Her mesmerization gripped and immersed him, transported him until, at long last his body began to change into the dragon form, his legs to swell and shape into a coil that writhed and swelled, his wrinkled fingers to lengthen into heavy claws, his long nose and sharp chin to elongate further into dragon face. The wounded eye was larger, a dragon’s ruined eye, and blood flowed from it anew. His coils filled the cave and pressed Kish back against the stone wall. She caressed the cold dragon flesh with pale hands, stroked the creature’s leathery wings that pushed against the roof trying to break free.

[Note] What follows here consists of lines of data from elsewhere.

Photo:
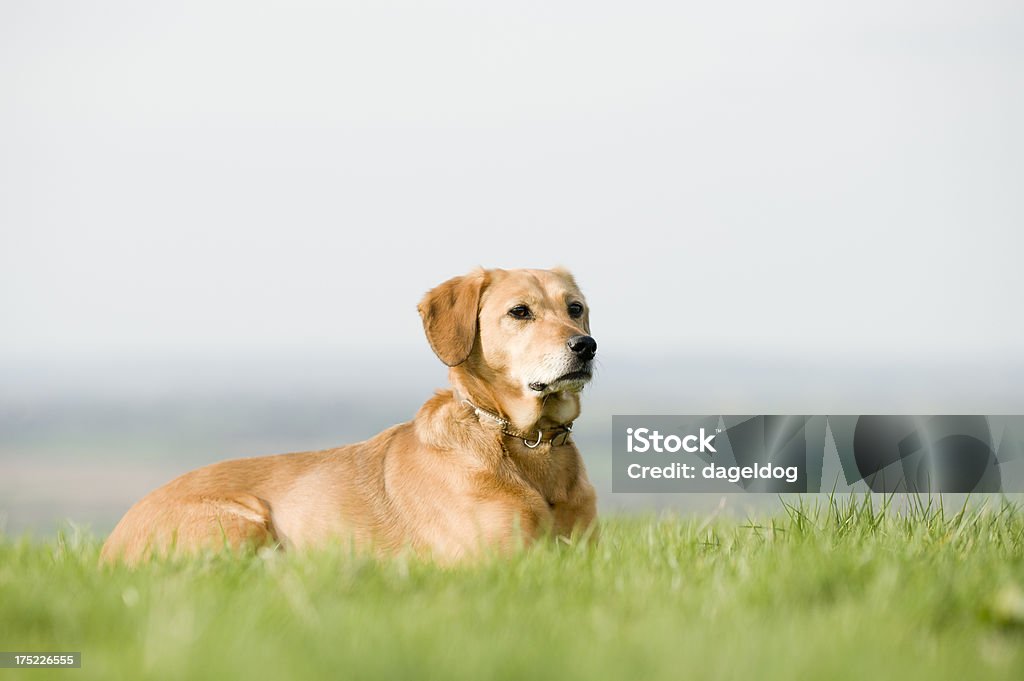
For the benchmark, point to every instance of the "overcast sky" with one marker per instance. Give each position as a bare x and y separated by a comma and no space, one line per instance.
812,178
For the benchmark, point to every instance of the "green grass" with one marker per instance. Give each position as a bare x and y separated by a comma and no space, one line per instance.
837,590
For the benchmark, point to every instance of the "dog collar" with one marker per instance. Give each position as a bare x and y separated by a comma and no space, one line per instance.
549,435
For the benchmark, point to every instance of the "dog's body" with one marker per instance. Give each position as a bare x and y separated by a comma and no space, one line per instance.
484,465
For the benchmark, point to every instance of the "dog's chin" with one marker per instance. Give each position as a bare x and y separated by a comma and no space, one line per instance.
572,382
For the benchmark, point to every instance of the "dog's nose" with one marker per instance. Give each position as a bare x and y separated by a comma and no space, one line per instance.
584,347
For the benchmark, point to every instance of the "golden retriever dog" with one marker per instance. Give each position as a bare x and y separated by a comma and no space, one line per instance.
485,465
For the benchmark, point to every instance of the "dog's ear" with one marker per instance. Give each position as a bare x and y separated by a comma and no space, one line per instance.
449,313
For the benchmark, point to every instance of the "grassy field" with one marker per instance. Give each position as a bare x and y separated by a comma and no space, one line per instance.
836,590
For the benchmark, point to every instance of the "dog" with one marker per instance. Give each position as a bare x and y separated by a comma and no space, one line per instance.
485,466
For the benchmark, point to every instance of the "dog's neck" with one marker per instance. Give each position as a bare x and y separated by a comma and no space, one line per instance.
525,413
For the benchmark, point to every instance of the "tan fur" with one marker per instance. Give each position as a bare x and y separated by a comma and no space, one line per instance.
448,484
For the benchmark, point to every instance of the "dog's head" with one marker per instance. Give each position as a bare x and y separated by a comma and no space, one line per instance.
527,330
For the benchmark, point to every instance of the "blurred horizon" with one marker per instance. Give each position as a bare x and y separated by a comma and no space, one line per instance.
217,217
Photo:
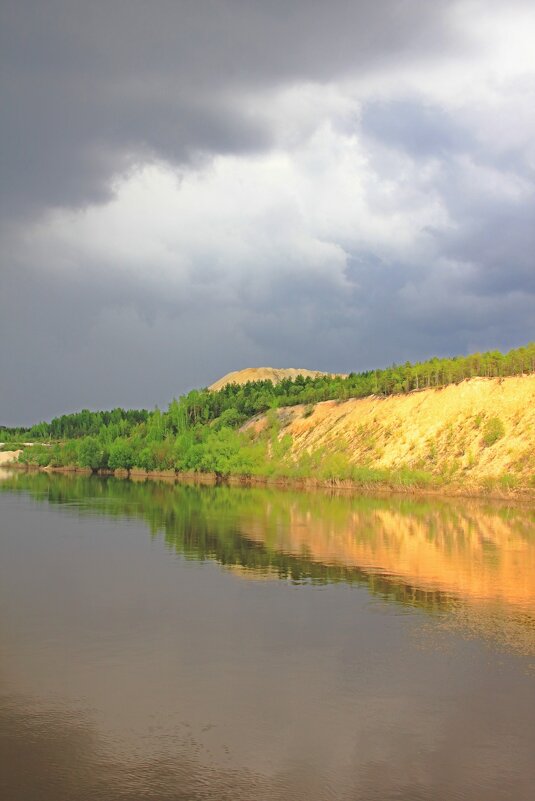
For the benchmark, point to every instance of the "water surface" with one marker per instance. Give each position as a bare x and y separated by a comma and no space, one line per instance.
167,642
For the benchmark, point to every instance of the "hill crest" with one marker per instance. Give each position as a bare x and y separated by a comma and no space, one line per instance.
274,374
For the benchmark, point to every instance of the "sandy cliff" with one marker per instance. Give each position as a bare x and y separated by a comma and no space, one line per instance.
444,431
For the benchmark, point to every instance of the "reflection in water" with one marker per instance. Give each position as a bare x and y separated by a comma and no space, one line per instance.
476,560
127,674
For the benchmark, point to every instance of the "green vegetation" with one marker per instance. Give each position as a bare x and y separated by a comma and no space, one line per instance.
201,431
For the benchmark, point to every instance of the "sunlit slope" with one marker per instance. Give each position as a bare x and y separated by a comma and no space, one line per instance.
480,428
264,374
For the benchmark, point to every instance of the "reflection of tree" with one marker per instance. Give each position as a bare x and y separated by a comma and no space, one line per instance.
416,552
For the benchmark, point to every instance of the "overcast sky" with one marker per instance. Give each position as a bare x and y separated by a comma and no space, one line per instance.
193,187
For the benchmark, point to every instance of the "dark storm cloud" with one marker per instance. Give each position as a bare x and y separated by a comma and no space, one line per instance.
93,91
90,89
416,127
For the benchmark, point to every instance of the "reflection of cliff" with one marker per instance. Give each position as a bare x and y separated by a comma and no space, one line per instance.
473,554
474,562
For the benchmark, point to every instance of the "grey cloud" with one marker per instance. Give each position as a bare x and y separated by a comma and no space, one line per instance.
90,89
418,127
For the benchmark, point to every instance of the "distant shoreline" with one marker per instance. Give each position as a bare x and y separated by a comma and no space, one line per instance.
524,495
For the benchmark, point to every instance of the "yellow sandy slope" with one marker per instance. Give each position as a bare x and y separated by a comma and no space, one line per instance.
438,430
264,374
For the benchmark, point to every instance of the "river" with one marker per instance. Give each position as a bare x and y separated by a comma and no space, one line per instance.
165,642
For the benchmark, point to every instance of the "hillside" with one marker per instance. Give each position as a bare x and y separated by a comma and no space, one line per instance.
274,374
476,430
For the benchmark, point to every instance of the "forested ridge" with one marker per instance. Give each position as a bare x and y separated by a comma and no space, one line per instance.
201,430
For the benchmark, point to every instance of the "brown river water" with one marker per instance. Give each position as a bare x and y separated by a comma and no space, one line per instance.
163,642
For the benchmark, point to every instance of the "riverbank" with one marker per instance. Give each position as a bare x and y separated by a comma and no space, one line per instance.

All across Ere from dim, deep caverns and dark fissures, the dark listened to Kish and strove and sought out for its kindred spirits, for presences beginning to wake after generations of sleep. These rose as a stench would rise from moldering bodies; and each, waking, joined the next: the spirit of the Hape, the worm gantroed, the ice cat, creatures shunned by animals of light. Now their essences sought to become one, joining with the spirits of dark Seers, joining with the darkness that rode within Kish and within Dracvadrig and RilkenDal, within all who moved in evil across Ere.
Slowly Dracvadrig slid toward the mouth of the cave, until he filled the opening with swelling coils. Kish slipped onto his back. He slid out and down the cliffs side, then lifted his heavy wings and beat drunkenly skyward, into the heavy wind.
They headed south, Kish’s icy hands caressing dragon mane, her thoughts leaping ahead to battles, to the disciplining of her cults, to the destruction of the young Seers who meddled with them. Her anticipation of that destruction was eager and keen.
*
Zephy looked up from poulticing the chest of a sick child, shivered, and didn’t know why. She could bring no vision, but was awash with unease suddenly. She shook back her hair, frowned, all her spirit filled with foreboding; kneeling there by the child, the steaming poultice forgotten, she sought Thorn in her thoughts.
Thorn sensed what she sensed and hid his sudden fear from the men he was drilling; cultists, so slow to learn battle practices.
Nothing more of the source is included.